J.-M. Aphatie.- L'Insee l'a annoncé hier : le Produit intérieur brut de la France est contracté de 1,2 % au quatrième trimestre de l'année dernière. Au total, la croissance, en 2008, aura été de seulement 0,7 % en France. Sur ces mauvaises bases-là, C. Lagarde, comment se présente selon vous l'année 2009 ?

Elle se présente tous des aspects qui ne sont pas particulièrement réjouissants, puisque l'on entre dans l'année 2009 avec ce que l'on appelle un acquis de croissance, c'est le cas quand on a de la croissance. En l'espèce, le 4ème trimestre à -1,2 % est vraiment mauvais, on le savait, donc on entre dans 2009 avec du retard, si j'ose dire, on entre avec déjà un poids de - 0,9 % et il faudrait que l'on réalise une année 2009 exceptionnellement bonne, avec de très bons premier et deuxième trimestre, pour remonter déjà ce handicap. Donc, on le sait, le premier trimestre sera difficile, on le vit déjà puisqu'on voit les annonces de chômages partiels, de fermetures, etc. On aura une année 2009 qui sera difficile et je pense que nous n'aurons pas une croissance qui sera supérieure à - 1 %, ça sera probablement inférieur à - 1 %

C'est-à-dire : nous n'aurons pas de croissance en France, cette année, 2009.

Comme dans la plupart des pays du monde. Vous savez, aujourd'hui, on a une situation de récession mondiale, de récession européenne et donc de récession nationale en France. On n'est pas plus mal lotis que les autres, on est plutôt un tout petit peu mieux lotis si on examine attentivement les différents postes qui constituent la croissance.
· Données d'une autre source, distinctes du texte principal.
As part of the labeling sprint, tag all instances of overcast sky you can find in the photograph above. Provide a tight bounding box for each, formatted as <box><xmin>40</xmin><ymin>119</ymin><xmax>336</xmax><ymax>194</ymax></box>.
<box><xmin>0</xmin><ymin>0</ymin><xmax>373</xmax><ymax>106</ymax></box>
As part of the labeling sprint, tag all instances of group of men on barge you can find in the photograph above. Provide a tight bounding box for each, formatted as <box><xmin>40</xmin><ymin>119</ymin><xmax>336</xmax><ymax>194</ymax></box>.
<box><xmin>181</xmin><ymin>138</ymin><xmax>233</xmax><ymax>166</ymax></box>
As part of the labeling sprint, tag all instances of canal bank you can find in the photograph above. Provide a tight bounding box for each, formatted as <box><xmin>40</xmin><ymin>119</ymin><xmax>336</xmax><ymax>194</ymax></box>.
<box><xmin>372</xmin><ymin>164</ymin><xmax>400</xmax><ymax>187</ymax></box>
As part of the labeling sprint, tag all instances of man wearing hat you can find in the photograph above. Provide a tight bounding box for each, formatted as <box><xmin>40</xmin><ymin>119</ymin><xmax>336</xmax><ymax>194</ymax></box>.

Mais, on est en récession, clairement.

Le Parlement a voté un projet de budget, en décembre, qui prévoyait une croissance de 0,2 à 0,5 en 2009, donc vous allez faire une révision de croissance et demander aux parlementaires de revoir la copie budgétaire, C. Lagarde ?

Ce que l'on va surtout devoir faire, c'est vis-à-vis de nos partenaires européens, un réexamen de l'ensemble des données, c'est-à-dire à la fois croissance, prévisions de déficit, prévisions de dette, parce que tout simplement l'activité détermine tout ça. S'il y a peu d'activité, il y a peu de rentrées fiscales, quand il y a peu de rentrées fiscales, avec des dépenses qui, même bien gérées, même contraintes, continuent - parce qu'on continue à avoir besoin de nos administrations, on continue à avoir besoin de nos services - clairement, le déficit augmente et quand le déficit augmente, on le finance par de la dette.

Donc, vous allez revoir à la baisse tous les indicateurs ?

On reverra l'ensemble de ces indicateurs au mois de mars.

L'Unedic prévoit 282 000 chômeurs en plus, en 2009. Dans ce contexte très morose, C. Lagarde, comment pouvez-vous justifier la suppression de 30 000 postes de fonctionnaires ?

Vous savez, ça c'est un engagement très ferme du président de la République et de l'ensemble du Gouvernement...

Pendant la campagne électorale.

... qui consiste à dire : on a une administration qui est extrêmement efficace, certes, mais qui est pléthorique dans un certain nombre de domaines. Et donc, on va remplacer les départs en retraite, mais on en remplacera un sur deux. Donc, c'est une....

Mais vous le maintenez, dans la crise, C. Lagarde ?

C'est une attrition marginale par rapport au nombre total des fonctionnaires et c'est un engagement que le président de la République, que le Premier ministre F. Fillon et que nous tous, autour d'eux, nous tenons. Alors, vous parlez...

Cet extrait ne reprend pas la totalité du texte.